50 osób zatruło się tlenkiem węgla na weselu
Na hucznym weselu, które odbyło się w nocy z 8 na 9 kwietnia w Düsseldorfie w Niemczech doszło do niebezpiecznego zdarzenia, które zagrażało życiu uczestników imprezy. Około godziny 20:00 jeden z gości zaczął odczuwać trudności w oddychaniu. Wkrótce na złe samopoczucie skarżyło się kilkadziesiąt innych osób. W sumie na weselu bawiło się od 150 do nawet 200 gości.
Karetka pogotowia, która przyjechała na miejsce, była wyposażona w czujnik tlenku węgla, który wskazał, że jego norma jest przekroczona. Przeprowadzono natychmiastową ewakuację, a na miejsce wezwano kilka jednostek straży pożarnej. Niemiecki dziennik „Bild” podaje, że aż 34 osoby musiały zostać przetransportowane do szpitala w specjalnej komorze gazowej; część z nich miała ciężkie objawy zatrucia czadem. Około 20 osób samodzielnie pojechało do placówek medycznych.

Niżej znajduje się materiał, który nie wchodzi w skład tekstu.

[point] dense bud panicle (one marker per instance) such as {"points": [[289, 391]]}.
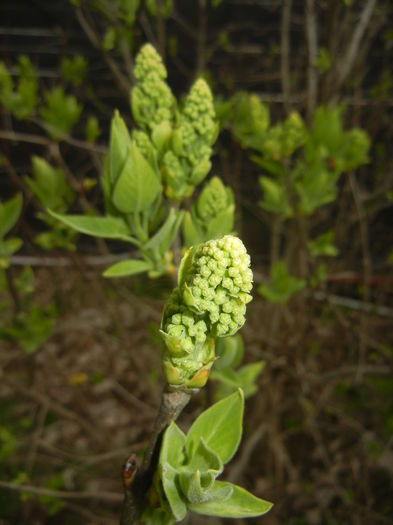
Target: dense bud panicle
{"points": [[189, 163], [151, 99], [215, 280]]}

Sala była ogrzewana urządzeniami na gaz
Jak się okazało, sala była dogrzewana. Rzecznik straży pożarnej poinformował, że podczas imprezy działał tam piec gazowy i dwa agregaty prądotwórcze. Urządzenia wyniesiono jednak na parking jeszcze przed przybyciem strażaków. Dokłada przyczyna przekroczenia norm tlenku węgla nie jest znana. Sprawę bada policja. Pomieszczenia zostały dokładnie wywietrzone. Akcja 80 strażaków trwała około 5 godzin.
Objawy zatrucia tlenkiem węgla
Tlenek węgla jest niezwykle niebezpieczny – może doprowadzić nawet do śmierci. Czad szybko się rozprzestrzenia, nie ma koloru ani zapachu, a jego wykrycie jest możliwe tylko dzięki specjalnym urządzeniom lub objawom, które towarzyszą zatruciu tlenkiem węgla. Do tych symptomów należą: bóle i zawroty głowy, duszności, nudności, wymioty, szybkie bicie serca, zaburzenia równowagi, zmęczenie i osłabienie. Może dojść także do utraty przytomności.
W przypadku podejrzenia zatrucia tlenkiem węgla należy jak najszybciej wywietrzyć pomieszczenie i zabrać z nich osoby poszkodowane oraz wezwać pomoc. Jeśli to możliwe, powinno się także odciąć dopływ gazu do palnika lub piecyka.